FRANKIE AND JOHNNY IN THE CLAIR DE LUNE, Steppenwolf Theatre Company. Given the number of musicals Terrence McNally has worked on in recent years–A Man of No Importance, Kiss of the Spider Woman, The Full Monty–I often wonder why he hasn’t made one out of his sweet 1987 play about a pair of prickly, middle-aged losers who fall in love in spite of themselves. Frankie and Johnny in the Clair de Lune has everything you need for a musical–interesting characters, a strong story line, moments of soaring emotion. Then again, it’s already a musical of sorts, thanks to McNally’s witty use of the classical music playing on Frankie’s radio to comment on the action: when Johnny can’t perform sexually we hear Wagner’s “Ride of the Valkyries.”

Garry Marshall, in his annoying sugarcoated movie version, made the mistake of thinking Frankie and Johnny was just musical comedy without much music, as have other directors and actors. But the beauty of this play is that McNally isn’t afraid to show his characters’ faults.
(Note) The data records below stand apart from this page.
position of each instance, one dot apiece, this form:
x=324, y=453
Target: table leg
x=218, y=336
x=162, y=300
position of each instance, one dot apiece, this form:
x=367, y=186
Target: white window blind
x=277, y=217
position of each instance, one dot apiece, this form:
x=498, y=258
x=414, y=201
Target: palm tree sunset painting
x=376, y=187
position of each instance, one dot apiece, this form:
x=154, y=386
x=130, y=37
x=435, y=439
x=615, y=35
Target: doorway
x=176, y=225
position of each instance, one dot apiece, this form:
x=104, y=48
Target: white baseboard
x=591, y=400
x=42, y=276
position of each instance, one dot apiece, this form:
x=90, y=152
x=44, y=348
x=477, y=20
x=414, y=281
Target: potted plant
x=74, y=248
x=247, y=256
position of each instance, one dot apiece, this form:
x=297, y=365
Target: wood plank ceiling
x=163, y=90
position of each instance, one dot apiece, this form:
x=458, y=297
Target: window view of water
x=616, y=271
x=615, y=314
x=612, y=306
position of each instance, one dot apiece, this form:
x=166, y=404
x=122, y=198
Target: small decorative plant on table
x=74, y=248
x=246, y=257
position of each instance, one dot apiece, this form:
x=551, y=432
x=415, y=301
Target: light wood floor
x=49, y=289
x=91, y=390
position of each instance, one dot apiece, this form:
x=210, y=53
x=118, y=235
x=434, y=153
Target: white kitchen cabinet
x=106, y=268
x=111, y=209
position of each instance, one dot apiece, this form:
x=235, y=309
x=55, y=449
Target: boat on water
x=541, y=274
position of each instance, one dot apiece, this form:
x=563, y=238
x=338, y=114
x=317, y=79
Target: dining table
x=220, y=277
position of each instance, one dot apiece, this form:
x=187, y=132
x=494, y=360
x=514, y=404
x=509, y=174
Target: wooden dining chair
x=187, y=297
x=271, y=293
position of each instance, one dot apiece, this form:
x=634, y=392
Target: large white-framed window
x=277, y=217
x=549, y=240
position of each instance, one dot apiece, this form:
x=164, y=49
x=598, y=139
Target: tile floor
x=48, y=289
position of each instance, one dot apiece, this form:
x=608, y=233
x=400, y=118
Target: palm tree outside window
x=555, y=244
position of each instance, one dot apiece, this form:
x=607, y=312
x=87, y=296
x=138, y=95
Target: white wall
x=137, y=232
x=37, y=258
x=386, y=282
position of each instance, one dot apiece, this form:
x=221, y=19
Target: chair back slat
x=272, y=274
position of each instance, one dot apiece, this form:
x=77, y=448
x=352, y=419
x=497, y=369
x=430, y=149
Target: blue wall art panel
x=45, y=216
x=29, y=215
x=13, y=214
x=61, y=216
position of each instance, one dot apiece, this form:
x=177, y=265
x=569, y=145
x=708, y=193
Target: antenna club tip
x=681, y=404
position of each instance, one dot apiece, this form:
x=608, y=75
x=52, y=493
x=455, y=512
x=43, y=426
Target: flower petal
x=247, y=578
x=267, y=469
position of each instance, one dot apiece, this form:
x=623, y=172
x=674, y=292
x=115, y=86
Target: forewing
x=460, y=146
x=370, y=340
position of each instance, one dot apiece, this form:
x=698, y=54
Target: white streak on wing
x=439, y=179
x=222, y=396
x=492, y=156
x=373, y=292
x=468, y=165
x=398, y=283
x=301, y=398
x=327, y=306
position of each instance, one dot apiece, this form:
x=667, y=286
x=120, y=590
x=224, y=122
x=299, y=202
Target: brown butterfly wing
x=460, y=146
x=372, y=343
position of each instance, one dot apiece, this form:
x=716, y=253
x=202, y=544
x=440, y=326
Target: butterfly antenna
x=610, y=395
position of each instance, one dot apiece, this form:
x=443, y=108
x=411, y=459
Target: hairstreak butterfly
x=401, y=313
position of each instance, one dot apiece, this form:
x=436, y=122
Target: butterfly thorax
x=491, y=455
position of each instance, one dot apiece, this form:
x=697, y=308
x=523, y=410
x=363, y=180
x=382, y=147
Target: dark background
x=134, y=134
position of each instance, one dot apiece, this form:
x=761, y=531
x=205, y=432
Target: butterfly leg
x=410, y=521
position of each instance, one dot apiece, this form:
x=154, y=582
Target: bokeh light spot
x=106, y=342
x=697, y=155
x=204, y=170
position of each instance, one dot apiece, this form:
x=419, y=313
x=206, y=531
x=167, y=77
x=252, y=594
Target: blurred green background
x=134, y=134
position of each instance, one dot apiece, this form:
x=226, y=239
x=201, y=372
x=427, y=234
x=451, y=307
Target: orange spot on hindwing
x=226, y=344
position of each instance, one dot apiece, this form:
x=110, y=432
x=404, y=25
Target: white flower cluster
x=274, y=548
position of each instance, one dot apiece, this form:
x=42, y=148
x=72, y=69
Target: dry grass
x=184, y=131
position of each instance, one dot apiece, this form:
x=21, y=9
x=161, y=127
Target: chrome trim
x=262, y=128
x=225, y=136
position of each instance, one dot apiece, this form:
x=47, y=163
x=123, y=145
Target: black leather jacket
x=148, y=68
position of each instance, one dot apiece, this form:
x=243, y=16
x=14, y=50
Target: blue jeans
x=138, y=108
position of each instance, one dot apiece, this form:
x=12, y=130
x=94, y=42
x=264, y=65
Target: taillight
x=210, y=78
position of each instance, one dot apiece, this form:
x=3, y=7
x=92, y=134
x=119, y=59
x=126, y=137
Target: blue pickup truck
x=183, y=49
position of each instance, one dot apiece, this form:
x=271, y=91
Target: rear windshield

Frankie is overly defensive and easily angered; Johnny is too aggressive for his, and Frankie’s, own good. Productions usually follow the pattern of the off-Broadway version that bombed here in the late 80s, in which a strong actress (the then-unknown Kathy Bates) rolled over a not as strong actor. But here director Austin Pendleton has found a Johnny, Yasen Peyankov, to equal Laurie Metcalf’s Frankie. The play is much funnier, more dramatic, and more satisfying if we aren’t quite sure how the play’s wrestling–mental, verbal, psychological, and physical–will turn out.